I do know that Raynaud's syndrome is mentioned alongside M.S. in some things I've read, so it's confusing for sure. At the end of the day I guess it hardly matters - I have M.S. and I have Raynaud's syndrome.

My doctor said there's medications you can take for it if it's very bad, but she wouldn't want me to take them unless I really needed them. They can lower blood pressure, and I already have quite low blood pressure.

My SIL and 2 of her sisters all have Raynaud's. I'm not sure which type each of them has but I do know they carry gloves with them all the time, even in the summer. My SIL's fingers become like Lynn's, whitish yellow.

I am sorry you have to now deal with this diagnosis as well but at least you now know what is causing this symptom.

Hang in there and carry gloves and other warming devices like the ones you can put in your gloves and/or socks.:hug::grouphug:

Thank you tkrik :) and thank you for sharing.

I wear 2 layers of socks, most times in the summer as well. I don't find that my hands are too bad in the summer, but I'll keep that glove suggestion in mind (I'll pick up a pair to carry in my purse, I have 2 pairs I carry with me in my coat pockets in the Winter).

I just bought, at the suggestion of a friend, boots called "Hut Boots" (or formerly called - they've since changed the name of them) which are for indoor wear to warm up the feet after you've been outdoors for an extended period (skiing, for example). She has fibro and has severe cold issues in hands/feet, and swears by the boots (they're more like a boot slipper). Says she can't live without them, especially when it's very cold and damp. Perfect! I'll get them in the mail shortly, I hope they do the trick, they weren't cheap (but where health and well being are concerned, I think it's important to splurge on good items!).

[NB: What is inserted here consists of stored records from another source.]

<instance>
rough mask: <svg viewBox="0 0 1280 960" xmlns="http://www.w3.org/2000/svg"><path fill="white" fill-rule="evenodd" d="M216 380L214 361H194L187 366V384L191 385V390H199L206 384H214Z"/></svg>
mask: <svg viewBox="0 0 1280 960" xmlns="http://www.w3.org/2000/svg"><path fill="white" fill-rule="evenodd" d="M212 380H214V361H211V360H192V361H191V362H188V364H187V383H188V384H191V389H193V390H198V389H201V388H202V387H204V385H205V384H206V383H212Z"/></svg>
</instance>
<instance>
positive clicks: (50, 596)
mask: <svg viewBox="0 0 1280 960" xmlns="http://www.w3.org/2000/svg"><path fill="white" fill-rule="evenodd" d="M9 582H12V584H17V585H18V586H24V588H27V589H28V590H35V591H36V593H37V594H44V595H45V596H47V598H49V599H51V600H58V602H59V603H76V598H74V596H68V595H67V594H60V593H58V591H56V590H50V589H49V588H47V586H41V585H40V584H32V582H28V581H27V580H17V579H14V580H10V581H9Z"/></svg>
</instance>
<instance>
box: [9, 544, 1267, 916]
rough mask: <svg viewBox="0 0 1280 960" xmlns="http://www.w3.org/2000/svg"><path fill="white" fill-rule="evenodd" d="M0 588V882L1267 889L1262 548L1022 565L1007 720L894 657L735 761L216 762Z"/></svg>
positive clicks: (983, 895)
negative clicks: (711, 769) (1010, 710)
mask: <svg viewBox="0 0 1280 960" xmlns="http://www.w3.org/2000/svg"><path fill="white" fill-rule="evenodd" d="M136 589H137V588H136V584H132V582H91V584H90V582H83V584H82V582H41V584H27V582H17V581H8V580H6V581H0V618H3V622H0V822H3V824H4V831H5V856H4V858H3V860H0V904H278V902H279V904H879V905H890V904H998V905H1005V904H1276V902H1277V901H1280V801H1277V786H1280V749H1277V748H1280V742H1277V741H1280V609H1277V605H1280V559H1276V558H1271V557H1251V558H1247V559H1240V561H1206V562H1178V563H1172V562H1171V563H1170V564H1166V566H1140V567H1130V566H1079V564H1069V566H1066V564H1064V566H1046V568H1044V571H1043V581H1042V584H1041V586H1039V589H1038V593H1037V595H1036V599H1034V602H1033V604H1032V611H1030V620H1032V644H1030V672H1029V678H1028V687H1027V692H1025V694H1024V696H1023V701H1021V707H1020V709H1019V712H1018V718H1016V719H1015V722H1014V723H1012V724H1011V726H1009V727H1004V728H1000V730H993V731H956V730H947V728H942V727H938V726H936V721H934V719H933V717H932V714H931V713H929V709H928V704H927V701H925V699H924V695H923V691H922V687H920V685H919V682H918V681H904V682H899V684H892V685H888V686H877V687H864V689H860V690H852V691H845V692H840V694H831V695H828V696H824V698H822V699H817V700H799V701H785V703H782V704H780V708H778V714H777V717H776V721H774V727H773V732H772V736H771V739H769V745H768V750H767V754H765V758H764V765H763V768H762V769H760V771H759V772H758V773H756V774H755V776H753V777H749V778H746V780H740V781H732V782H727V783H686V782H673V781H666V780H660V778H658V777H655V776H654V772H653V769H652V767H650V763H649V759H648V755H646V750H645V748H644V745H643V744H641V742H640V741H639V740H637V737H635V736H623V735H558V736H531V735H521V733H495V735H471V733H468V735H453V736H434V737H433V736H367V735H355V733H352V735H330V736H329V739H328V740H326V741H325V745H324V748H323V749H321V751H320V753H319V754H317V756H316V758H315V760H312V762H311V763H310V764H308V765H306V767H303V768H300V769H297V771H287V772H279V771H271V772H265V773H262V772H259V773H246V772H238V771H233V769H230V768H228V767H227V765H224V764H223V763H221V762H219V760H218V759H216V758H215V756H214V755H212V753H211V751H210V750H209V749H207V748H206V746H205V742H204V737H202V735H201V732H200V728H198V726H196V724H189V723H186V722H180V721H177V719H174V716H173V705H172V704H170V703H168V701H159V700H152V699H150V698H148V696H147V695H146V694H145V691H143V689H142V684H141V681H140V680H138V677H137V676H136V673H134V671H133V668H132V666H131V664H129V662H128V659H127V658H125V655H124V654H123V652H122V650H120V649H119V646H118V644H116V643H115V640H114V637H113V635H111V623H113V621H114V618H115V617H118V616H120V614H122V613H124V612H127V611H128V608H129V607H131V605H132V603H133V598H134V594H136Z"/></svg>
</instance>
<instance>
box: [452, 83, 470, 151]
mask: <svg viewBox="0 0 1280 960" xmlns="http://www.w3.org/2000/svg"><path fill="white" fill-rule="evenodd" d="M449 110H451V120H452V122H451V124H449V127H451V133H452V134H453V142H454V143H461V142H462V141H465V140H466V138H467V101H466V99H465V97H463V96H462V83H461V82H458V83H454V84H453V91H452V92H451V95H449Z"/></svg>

Weather's warming up here. Now get this... while I have the Raynaud's affecting my hands/feet, once the humidity kicks in for the summer, I have "dyshidrosis" (form of eczema) on my thumbs, index, and middle fingers. Both hands. My mother also gets this. They sometimes call it "bad sweating".

Goooo figure! lol! When life throws lemons at you, make lemonaid! ;)

That's different Lynn, I've not noticed a line across the joint as you explain/describe, but I'll be on the look out for oddities.

Do you find your fingers and toes ache horribly at times?

:hug: Sorry to hear that you have this as well. Le sigh.